Commenting on the Utility of AGE-Breakers
Advanced glycation endproducts (AGEs) are a class of undesirable metabolic byproduct. The level of AGEs in the body rises with age and causes harm through a variety of mechanisms, such as by excessively triggering certain cellular receptors or gluing together pieces of protein machinery by forming crosslinks, thus preventing them from carrying out their proper function.
In past years a number of efforts were undertaken to develop drugs that can safely break down at least some forms of AGE. Early promising candidates in laboratory animals failed in humans because the most harmful forms of AGE are different for short-lived versus long-lived mammals - so what benefits a rat isn't of much utility for we humans. So far little progress has been made towards a therapy for the dominant type of AGE in humans, glucosepane, sad to say, as there is comparatively little interest in this field of research.

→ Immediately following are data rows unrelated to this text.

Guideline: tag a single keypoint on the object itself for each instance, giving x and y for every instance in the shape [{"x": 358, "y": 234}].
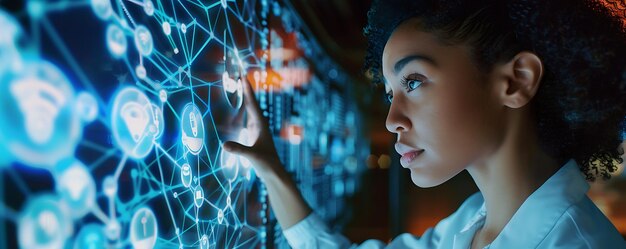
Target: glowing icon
[
  {"x": 246, "y": 139},
  {"x": 113, "y": 229},
  {"x": 167, "y": 28},
  {"x": 163, "y": 96},
  {"x": 76, "y": 187},
  {"x": 186, "y": 175},
  {"x": 40, "y": 102},
  {"x": 143, "y": 229},
  {"x": 140, "y": 71},
  {"x": 220, "y": 216},
  {"x": 192, "y": 129},
  {"x": 229, "y": 165},
  {"x": 102, "y": 8},
  {"x": 86, "y": 106},
  {"x": 233, "y": 90},
  {"x": 158, "y": 121},
  {"x": 198, "y": 196},
  {"x": 91, "y": 236},
  {"x": 43, "y": 224},
  {"x": 109, "y": 186},
  {"x": 116, "y": 41},
  {"x": 133, "y": 122},
  {"x": 38, "y": 110},
  {"x": 143, "y": 40},
  {"x": 148, "y": 7}
]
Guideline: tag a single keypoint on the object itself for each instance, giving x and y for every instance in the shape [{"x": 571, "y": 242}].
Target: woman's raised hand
[{"x": 262, "y": 154}]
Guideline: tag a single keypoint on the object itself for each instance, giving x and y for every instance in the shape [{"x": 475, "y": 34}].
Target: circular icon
[
  {"x": 192, "y": 127},
  {"x": 158, "y": 121},
  {"x": 132, "y": 122},
  {"x": 37, "y": 106},
  {"x": 140, "y": 70},
  {"x": 43, "y": 224},
  {"x": 148, "y": 7},
  {"x": 229, "y": 165},
  {"x": 167, "y": 28},
  {"x": 143, "y": 40},
  {"x": 76, "y": 186},
  {"x": 232, "y": 90},
  {"x": 198, "y": 196},
  {"x": 116, "y": 41},
  {"x": 86, "y": 106},
  {"x": 102, "y": 8},
  {"x": 91, "y": 237},
  {"x": 143, "y": 229},
  {"x": 186, "y": 175}
]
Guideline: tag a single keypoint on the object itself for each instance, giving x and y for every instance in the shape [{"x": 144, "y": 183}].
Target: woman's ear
[{"x": 519, "y": 79}]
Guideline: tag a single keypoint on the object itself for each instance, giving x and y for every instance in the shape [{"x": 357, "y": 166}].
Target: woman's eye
[
  {"x": 388, "y": 97},
  {"x": 412, "y": 84}
]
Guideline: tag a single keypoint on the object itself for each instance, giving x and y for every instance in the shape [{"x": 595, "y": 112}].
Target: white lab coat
[{"x": 557, "y": 215}]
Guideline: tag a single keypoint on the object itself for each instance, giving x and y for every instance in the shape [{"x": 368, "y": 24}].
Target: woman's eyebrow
[{"x": 401, "y": 63}]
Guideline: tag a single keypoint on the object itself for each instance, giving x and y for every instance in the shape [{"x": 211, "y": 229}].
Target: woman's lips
[{"x": 409, "y": 157}]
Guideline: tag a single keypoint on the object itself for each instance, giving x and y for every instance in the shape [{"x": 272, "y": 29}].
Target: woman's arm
[{"x": 284, "y": 197}]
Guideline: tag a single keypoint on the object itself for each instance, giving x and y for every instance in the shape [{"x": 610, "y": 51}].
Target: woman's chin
[{"x": 425, "y": 180}]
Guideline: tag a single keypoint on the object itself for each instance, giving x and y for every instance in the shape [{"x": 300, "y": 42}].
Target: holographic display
[{"x": 113, "y": 114}]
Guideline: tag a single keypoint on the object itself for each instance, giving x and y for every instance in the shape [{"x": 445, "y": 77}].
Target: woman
[{"x": 523, "y": 94}]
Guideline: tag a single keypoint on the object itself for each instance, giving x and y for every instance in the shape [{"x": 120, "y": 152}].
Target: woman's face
[{"x": 444, "y": 110}]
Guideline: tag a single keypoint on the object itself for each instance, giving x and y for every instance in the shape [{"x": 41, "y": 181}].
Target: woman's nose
[{"x": 397, "y": 121}]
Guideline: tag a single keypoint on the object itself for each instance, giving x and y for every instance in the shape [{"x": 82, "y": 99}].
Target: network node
[
  {"x": 86, "y": 106},
  {"x": 102, "y": 8},
  {"x": 148, "y": 7},
  {"x": 140, "y": 70},
  {"x": 131, "y": 122},
  {"x": 76, "y": 187},
  {"x": 198, "y": 196},
  {"x": 229, "y": 165},
  {"x": 91, "y": 236},
  {"x": 158, "y": 121},
  {"x": 116, "y": 41},
  {"x": 192, "y": 127},
  {"x": 167, "y": 28},
  {"x": 186, "y": 175},
  {"x": 233, "y": 90},
  {"x": 109, "y": 186},
  {"x": 163, "y": 96},
  {"x": 143, "y": 40},
  {"x": 38, "y": 109},
  {"x": 43, "y": 224},
  {"x": 143, "y": 229}
]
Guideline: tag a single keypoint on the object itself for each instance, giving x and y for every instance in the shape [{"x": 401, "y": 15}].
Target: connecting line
[
  {"x": 169, "y": 208},
  {"x": 120, "y": 166},
  {"x": 158, "y": 146},
  {"x": 70, "y": 60},
  {"x": 96, "y": 211},
  {"x": 130, "y": 18}
]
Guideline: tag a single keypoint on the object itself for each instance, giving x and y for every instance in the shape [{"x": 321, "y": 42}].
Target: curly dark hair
[{"x": 580, "y": 105}]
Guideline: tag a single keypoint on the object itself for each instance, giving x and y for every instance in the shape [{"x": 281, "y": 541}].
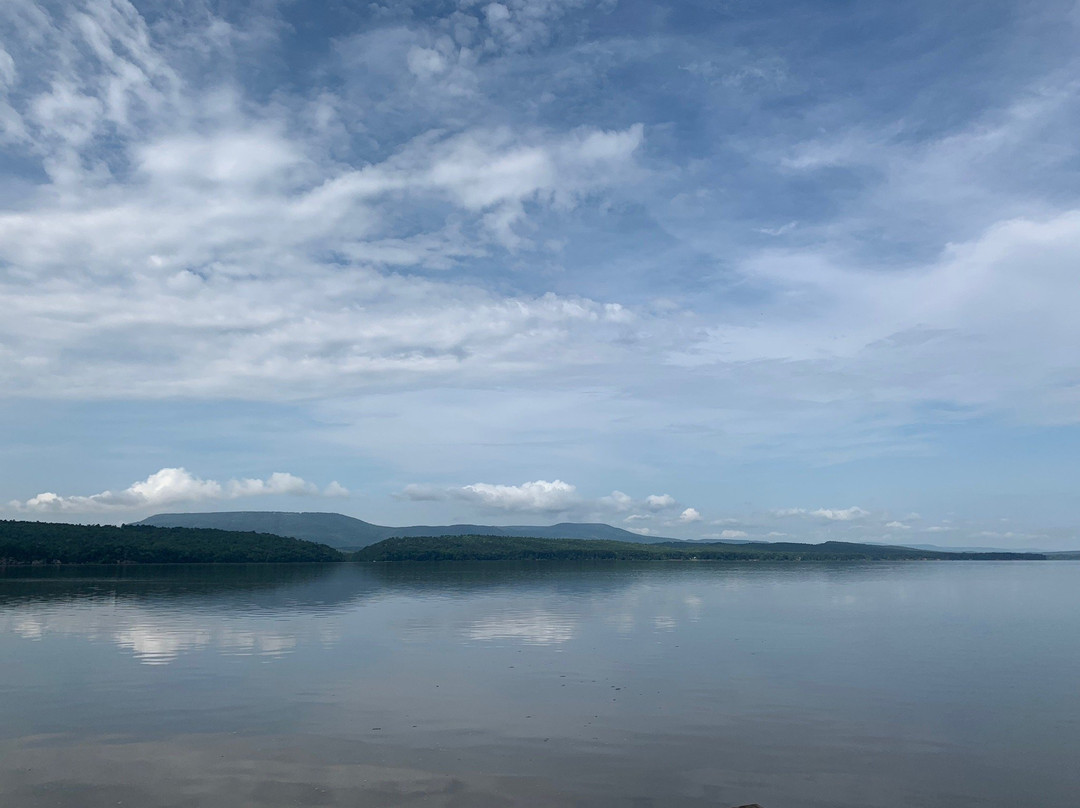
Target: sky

Here is a recent paper commenting on the potential utility of AGE-beaker drugs:
Reducing sugars can react nonenzymatically with the amino groups of proteins to form Amadori products. These early glycation products undergo further complex reactions, such as rearrangement, dehydration, and condensation, to become irreversibly cross-linked, heterogeneous fluorescent derivatives, termed advanced glycation end products (AGEs).The formation and accumulation of AGEs have been known to progress in a normal aging process and at an accelerated rate under diabetes. Nonenzymatic glycation and cross-linking of proteins not only leads to an increase in vascular and myocardial stiffness, but also deteriorates structural integrity and physiological function of multiple organ systems.
Furthermore, there is accumulating evidence that interaction of AGEs with a cell-surface receptor, receptor for AGEs (RAGE), elicits oxidative stress generation and subsequently evokes inflammatory, thrombogenic, and fibrotic reactions, thereby being involved in atherosclerosis, diabetic microvascular complications, erectile dysfunction, and pancreatic β-cell apoptosis.
Recently, AGE cross-link breakers have been discovered. Therefore, removal of the preexisting AGEs by the breakers has emerged as a novel therapeutic approach to various types of diseases that develop with aging. This article summarizes the potential clinical utility of AGE cross-link breakers in the prevention and management of age- and diabetes-associated disorders.